Hay OWASP, CWE y WASC. No me gustan ninguno de ellos.
¿Por qué no debería usar ninguno de estos métodos de categorización?
Los 10 principales intentos de OWASP para proporcionar una lista más común en una vista de alto nivel de lo que ha sucedido en los últimos dos años. Pero cuando está creando informes técnicos, el intento de asignar vulnerabilidades a estas categorías de alto nivel deja mucho espacio para la interpretación y queda mucho espacio para las cosas que no encajan.
Toma estos ejemplos:
"Ejecución de código remoto mercurial en Importador": ¿Falta el control de acceso a nivel de función? Según OWASP, eso no es apropiado. enlace incluso dice que es para controlar el acceso a datos confidenciales, no para prevenir arbitrarios código de ejecución.
Pero hay más.
"La ejecución del código Git LFS" se coloca en "Otros". "La ejecución remota de código de GitHub para Windows" está en inyección.

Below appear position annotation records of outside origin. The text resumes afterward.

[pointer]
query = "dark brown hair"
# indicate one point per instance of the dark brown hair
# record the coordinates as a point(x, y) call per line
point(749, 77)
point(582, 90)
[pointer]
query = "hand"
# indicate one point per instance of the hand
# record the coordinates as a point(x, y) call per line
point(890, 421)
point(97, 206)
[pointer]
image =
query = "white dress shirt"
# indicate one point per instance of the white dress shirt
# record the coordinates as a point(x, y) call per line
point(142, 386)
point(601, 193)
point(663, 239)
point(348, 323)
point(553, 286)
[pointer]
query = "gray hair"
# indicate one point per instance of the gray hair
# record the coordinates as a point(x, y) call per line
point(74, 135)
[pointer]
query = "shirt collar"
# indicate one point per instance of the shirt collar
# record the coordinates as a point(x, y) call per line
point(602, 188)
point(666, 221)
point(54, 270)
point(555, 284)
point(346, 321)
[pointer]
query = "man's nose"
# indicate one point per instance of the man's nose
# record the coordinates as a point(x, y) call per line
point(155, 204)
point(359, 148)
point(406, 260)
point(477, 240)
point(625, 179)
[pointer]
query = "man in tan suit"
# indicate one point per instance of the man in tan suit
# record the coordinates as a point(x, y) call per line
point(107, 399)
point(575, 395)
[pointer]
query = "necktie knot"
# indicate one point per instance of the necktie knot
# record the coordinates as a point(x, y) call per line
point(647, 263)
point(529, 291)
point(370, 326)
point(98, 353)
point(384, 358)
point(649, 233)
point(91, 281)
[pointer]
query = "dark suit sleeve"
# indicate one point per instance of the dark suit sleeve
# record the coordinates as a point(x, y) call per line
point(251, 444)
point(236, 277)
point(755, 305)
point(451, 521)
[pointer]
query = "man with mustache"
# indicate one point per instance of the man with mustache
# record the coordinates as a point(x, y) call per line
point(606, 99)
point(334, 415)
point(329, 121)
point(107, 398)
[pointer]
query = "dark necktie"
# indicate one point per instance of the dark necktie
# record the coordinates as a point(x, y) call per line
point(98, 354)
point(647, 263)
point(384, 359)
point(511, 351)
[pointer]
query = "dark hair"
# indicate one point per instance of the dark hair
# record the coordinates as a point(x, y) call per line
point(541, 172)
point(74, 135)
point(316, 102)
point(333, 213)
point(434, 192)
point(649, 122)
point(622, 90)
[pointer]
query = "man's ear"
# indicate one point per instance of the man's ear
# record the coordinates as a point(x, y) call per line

¿Qué tienen estos tres en común? Son código de inyección. Pero bajo estas asignaciones de OWASP, son tres cosas diferentes. ¿Eso tiene sentido para un gerente que tiene que revisar su informe? Llámelo como es: ejecución remota de código. Cómo surgió, cómo solucionarlo, son cosas separadas de lo que es el problema, el problema es ejecutar códigos o comandos arbitrarios.
¿Por qué debería usar estos métodos de categorización?

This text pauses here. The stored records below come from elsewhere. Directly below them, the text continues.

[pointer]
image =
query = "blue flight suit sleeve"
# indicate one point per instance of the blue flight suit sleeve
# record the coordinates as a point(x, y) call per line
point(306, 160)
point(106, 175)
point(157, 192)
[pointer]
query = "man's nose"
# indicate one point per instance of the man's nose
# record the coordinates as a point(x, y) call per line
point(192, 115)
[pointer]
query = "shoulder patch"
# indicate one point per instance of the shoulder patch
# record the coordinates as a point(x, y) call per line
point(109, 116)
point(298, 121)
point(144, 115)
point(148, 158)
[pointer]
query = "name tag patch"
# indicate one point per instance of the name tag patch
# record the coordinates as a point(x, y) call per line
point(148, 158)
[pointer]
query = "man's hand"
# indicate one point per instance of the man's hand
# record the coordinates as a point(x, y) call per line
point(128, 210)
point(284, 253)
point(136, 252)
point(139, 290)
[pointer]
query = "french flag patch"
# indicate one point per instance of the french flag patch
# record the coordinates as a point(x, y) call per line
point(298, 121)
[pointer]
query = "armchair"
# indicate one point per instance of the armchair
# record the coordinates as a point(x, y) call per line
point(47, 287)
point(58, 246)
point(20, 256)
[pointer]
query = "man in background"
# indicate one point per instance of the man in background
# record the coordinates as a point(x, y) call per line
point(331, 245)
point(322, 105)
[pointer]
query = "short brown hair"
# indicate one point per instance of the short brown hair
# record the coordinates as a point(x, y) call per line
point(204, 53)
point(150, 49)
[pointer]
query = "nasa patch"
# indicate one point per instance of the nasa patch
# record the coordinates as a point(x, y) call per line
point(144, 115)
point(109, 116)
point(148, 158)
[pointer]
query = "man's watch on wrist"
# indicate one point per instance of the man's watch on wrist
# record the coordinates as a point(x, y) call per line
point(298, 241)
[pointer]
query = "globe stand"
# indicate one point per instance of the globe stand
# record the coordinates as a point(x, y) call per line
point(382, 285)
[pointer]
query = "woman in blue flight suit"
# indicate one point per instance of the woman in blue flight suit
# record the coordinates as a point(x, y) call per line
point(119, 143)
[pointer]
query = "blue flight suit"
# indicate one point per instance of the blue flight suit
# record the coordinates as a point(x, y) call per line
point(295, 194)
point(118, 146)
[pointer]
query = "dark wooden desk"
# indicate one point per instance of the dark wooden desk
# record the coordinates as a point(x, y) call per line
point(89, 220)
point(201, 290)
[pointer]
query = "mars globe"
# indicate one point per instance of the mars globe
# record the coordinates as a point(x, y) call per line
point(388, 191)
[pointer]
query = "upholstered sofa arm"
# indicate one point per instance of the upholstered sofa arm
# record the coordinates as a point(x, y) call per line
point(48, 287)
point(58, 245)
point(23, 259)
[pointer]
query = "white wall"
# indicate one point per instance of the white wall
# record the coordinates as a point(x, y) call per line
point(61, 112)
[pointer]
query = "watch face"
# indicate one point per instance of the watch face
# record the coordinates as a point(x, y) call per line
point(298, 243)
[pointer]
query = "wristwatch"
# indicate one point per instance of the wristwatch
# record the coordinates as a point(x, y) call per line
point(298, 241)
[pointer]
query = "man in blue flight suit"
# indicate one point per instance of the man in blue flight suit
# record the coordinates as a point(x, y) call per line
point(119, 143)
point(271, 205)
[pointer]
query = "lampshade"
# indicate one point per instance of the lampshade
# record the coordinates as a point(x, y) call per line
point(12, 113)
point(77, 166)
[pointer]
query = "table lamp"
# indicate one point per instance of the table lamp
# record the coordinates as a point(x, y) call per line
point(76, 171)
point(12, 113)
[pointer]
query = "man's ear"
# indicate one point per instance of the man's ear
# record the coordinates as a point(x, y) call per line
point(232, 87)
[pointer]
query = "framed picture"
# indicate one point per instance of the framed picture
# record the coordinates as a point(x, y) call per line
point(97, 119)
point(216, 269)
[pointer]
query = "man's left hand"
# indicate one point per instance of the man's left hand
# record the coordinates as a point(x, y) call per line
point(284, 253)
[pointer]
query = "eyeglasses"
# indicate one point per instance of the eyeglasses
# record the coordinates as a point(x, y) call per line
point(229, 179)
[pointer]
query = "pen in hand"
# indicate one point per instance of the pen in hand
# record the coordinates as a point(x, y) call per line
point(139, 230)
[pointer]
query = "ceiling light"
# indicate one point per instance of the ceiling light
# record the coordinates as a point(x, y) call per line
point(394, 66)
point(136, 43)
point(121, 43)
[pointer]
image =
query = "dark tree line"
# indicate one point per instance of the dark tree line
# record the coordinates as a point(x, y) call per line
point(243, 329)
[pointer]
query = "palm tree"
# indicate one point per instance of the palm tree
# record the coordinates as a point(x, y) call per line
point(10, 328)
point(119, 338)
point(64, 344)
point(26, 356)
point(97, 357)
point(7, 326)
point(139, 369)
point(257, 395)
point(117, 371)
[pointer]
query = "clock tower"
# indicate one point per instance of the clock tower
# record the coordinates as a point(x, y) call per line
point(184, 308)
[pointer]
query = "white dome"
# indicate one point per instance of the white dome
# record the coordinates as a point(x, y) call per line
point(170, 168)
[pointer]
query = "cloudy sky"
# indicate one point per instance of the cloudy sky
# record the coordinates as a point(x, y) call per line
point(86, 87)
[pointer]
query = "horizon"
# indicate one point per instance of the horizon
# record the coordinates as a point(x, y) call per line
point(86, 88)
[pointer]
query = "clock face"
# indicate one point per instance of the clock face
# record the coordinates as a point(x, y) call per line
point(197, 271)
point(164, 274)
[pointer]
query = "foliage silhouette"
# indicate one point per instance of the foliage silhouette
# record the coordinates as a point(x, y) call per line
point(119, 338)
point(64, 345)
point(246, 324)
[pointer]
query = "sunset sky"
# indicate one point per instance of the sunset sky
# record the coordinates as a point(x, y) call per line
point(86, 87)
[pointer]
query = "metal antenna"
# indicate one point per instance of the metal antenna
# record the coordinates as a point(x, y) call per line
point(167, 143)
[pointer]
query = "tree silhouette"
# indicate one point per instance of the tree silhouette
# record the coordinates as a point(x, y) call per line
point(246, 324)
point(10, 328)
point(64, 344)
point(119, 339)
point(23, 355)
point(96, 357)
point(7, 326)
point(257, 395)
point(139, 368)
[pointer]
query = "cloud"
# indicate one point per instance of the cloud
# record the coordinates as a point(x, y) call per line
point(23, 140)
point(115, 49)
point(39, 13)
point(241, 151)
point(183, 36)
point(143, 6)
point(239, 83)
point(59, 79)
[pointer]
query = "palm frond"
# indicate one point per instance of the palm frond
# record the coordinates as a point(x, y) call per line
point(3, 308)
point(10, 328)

La asignación a alguna categorización principal puede facilitar los informes al proporcionar la frecuencia con la que la organización se encuentra con XSS u otros problemas.
Palabra de advertencia final
La industria tiene algunos problemas que arreglar, y creo que este es uno grande. 10 categorías no es suficiente para el mapeo. 25 categorías están mejorando, pero su organización puede estar más orientada a aplicaciones móviles con puntos finales de API web, para las cuales la categorización como "Inyección" no funciona tan bien como la categorización de la inyección LDAP, o algo más.
La elección es, por supuesto, tuya, pero a lo largo de los años, esto es lo que he aprendido.